A review of the new legislation as a whole reveals the clear intent of its proponents to curtail securities class actions as much as possible. Some of the most significant aspects of the legislation include:

  1. Proportionate liability:
    The new legislation reverses traditional joint and several liability standards unless plaintiff can establish "knowing" conduct against outside directors under section 11 of the 1933 Act and against all persons or claims under the 1934 Act. Determination of "non-knowing conduct" is to be determined by the jury's answers to special interrogatories. Damages awarded against a "non-knowing" defendant that are not collectible, or from a fully liable "knowing" defendant, may be collected from other "non-knowing" defendants in two respects:
    1. Plaintiffs, with net worth under $200,000 and whose damages are more than ten percent (10%) of their net worth, may collect in full;
    2. All remaining plaintiffs may collect based on further assessments against "non-knowing" defendants in proportion to their liability, up to an additional fifty percent (50%) of their share of damages.
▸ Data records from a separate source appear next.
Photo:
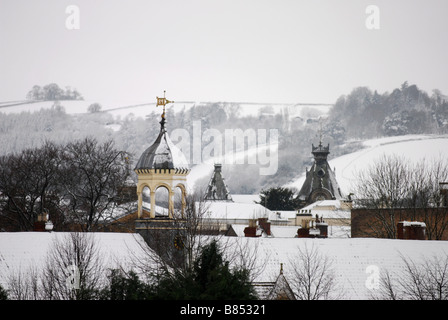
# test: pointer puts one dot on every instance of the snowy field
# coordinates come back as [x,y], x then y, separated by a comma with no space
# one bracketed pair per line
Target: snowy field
[141,108]
[22,251]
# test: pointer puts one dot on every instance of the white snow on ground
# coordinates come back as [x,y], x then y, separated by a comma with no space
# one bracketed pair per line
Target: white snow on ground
[412,147]
[20,251]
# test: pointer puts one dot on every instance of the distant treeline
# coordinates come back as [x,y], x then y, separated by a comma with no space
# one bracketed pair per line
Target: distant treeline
[53,92]
[406,110]
[362,114]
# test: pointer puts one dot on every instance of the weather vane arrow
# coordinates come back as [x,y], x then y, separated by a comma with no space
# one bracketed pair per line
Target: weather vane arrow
[163,101]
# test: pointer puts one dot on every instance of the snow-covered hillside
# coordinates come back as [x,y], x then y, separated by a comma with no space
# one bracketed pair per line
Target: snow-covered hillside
[143,108]
[412,147]
[349,259]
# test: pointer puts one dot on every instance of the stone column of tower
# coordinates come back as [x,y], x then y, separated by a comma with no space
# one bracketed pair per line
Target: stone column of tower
[161,165]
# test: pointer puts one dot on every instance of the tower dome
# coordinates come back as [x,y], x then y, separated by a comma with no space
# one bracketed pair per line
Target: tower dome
[162,154]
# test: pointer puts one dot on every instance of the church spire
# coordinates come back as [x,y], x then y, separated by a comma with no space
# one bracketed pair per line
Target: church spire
[163,102]
[217,189]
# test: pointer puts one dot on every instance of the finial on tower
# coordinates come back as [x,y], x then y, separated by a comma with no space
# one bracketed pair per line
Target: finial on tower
[163,102]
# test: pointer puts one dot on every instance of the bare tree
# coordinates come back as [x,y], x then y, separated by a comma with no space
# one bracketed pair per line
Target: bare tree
[312,277]
[394,189]
[73,269]
[29,187]
[92,176]
[25,284]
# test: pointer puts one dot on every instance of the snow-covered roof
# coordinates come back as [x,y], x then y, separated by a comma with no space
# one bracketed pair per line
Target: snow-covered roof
[328,209]
[349,258]
[20,251]
[233,210]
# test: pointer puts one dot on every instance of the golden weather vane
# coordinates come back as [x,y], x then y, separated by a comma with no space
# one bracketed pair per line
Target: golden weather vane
[163,102]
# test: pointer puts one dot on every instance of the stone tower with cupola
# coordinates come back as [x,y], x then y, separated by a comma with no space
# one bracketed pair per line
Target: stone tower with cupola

    If a defendant settles, the plaintiff's judgment is reduced by the greater of the amount of the settlement payment or the proportionate liability of the settling defendant. Further, the Act provides that contribution actions by defendants must be brought within six (6) months.
  2. Stay of Discovery:
    The Act provides that discovery is automatically stayed upon the filing of a motion to dismiss, unless the court finds exceptional circumstances where particularized discovery is necessary to preserve evidence or to prevent undue prejudice. All parties with notice are obligated to preserve evidence during the pendency of this stay or face possible sanctions as a penalty.
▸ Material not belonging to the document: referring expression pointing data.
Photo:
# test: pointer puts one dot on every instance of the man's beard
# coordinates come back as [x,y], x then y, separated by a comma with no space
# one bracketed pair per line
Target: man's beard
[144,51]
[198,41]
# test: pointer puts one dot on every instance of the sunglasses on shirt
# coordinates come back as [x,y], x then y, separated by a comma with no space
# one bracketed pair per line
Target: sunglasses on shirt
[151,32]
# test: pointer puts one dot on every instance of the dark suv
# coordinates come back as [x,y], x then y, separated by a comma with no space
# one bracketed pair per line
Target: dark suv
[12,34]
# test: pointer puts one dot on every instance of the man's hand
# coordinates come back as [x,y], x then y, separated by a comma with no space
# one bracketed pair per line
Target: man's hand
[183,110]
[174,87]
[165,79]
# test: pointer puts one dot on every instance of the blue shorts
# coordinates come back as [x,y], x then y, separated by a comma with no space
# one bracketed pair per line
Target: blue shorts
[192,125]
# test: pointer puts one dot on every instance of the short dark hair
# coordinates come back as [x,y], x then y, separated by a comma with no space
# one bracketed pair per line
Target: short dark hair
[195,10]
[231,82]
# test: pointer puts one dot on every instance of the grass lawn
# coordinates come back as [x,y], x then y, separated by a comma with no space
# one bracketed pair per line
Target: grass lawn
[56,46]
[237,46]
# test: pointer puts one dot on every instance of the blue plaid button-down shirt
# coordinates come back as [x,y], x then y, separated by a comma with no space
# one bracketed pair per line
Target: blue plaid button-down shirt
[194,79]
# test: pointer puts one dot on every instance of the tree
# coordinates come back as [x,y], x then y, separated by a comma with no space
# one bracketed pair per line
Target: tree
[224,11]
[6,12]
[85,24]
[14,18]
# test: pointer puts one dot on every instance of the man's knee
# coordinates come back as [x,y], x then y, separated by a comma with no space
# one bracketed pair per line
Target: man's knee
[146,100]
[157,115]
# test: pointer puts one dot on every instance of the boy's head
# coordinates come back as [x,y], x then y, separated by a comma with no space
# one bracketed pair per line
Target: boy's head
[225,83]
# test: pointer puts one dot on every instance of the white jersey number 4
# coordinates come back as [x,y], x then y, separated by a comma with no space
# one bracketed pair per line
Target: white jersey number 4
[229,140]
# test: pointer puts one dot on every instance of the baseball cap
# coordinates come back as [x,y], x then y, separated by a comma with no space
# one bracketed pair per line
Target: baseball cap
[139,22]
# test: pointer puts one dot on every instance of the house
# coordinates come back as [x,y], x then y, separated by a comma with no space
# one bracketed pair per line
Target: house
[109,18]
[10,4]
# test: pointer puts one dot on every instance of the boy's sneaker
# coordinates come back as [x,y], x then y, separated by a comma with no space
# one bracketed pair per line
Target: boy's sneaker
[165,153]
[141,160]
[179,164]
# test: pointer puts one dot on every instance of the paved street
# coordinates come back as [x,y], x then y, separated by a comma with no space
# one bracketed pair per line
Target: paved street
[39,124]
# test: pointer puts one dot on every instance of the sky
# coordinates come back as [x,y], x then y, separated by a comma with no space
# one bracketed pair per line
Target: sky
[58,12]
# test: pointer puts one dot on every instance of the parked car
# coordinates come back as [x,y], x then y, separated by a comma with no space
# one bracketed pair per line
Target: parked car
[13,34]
  3. Heightened Pleading Requirements:
    The Act provides for enhanced Rule 9(b) pleading standards as to the particularity of pleading fraud. The enhanced Rule 9(b) pleading requires that the plaintiff plead facts that give rise to a "strong inference" of defendant's fraudulent intent. The plaintiff must also specifically identify each statement alleged to have been misleading, the reason(s) why the statement is misleading, and if the allegation is made on information and belief, the plaintiff must set forth all information in plaintiff's possession on which the belief is formed. Additionally, plaintiff is required to show that the misstatement or loss alleged in the complaint caused the loss incurred by the plaintiff.
  4. Attorneys Fees:
    To significantly reduce the filing of meritless securities lawsuits, this act strengthens the application of Rule 11 in private securities actions. This legislation requires the court to include in the record specific findings, at the conclusion of the action, as to whether all parties and all attorneys have complied with each Rule 11(b) requirement. There is a presumption that the appropriate sanction for filing a complaint that violates Rule 11(b) is an award to the prevailing party of all attorney's fees and costs incurred in the entire action. Courts will grant relief from the presumption where a de minimis violation of the Rule has occurred.

Conclusion:

This article outlines only a few of the significant changes created by the reform act. Other areas impacted by the Act include safe harbor for forward looking statements, provisions concerning appointment of lead plaintiff, and sanctions which appear to increase the risk for plaintiffs and their counsel. Perhaps the most significant impact of this Act will be felt by the accounting profession. With the heightened 9(b) pleading requirements and the automatic stay of discovery upon the filing of a motion to dismiss, this Act will create many obstacles to joining accounting firm in securities litigation. In fact, President Clinton expressed his displeasure with the heightened 9(b) requirements indicating that such a requirement would be "insurmountable" and extends beyond requirements in existing law.